The Cata(morphic) Programming Language

Haskell implementation of the simply typed lambda calculus with inductive types. It ranges over base types, has functions, products, sums, units, and a special μ type (with a μ variable X) to define recursive types. It is strongly normalizing due to the well-founded nature of inductive types but not Turing Complete.

Inductive types are an important stepping-stone towards algebraic datatypes in functional languages and a powerful tool to use with inductive equational reasoning.
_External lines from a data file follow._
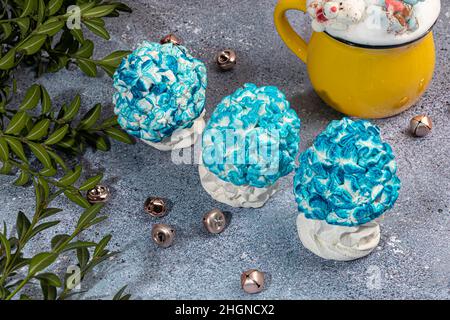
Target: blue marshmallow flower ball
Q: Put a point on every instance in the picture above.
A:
(160, 88)
(348, 177)
(252, 137)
Additionally, catamorphisms in this language form canonical functional folds.

Prerequisites

You need Haskell, this compiles with GHC 8.2.2 at least (Stack resolver: lts-11.0).

To Build & Run

You can use cabal to build and run this, see this README, alternatively you can use vanilla ghc to build:

To compile and run do: ghc -O2 -o cata Main then run ./cata

Alternatively to use the GHCi Interpreter do: ghci Main then type main

In either case you get something like the following:

Welcome to the Cata REPL
Type some terms or press Enter to leave.
>

Note: When run in GHCi, you don't have the luxury of escaped characters, backspace, delete etc... Compile it using GHC if you need this.

Examples

Where you can then have some fun, try these examples:

  • \x:A.x
  • in (inl ():1+M(1+X)):M(1+X) (the encoding of peano style zero)
  • \x:M(1+((1*X)*X)).x (the identity function for a binary tree, with nil leaves and elements stored internally)
  • case (inl () : 1 + A) (\x:1.x) (\y:A.()) (performs case analysis on the first argument to case, passing the result to the first function if inl or otherwise inr).
  • \x:A.\y:B.snd (x,y).
  • \n:M(1+X).in (inr n:1+M(1+X)):M(1+X) the successor function for inductively defined nats.
  • \m:M(1+X). cata (\x:1+M(1+X). case x (\u:1.m) (\n:M(1+X).in (inr n:1+M(1+X)):M(1+X))):M(1+X) -> M(1+X) add for inductively defined nats

The parser is also smart enough to recognise λ, so you can copy and paste from the output:

>   \x:A.x
=   λx:A.x
>   λx:A.x
=   λx:A.x

> denotes the REPL waiting for input, = means no reductions occurred (it's the same term), ~> denotes one reduction, and ~>* denotes 0 or more reductions (although in practice this is 1 or more due to =).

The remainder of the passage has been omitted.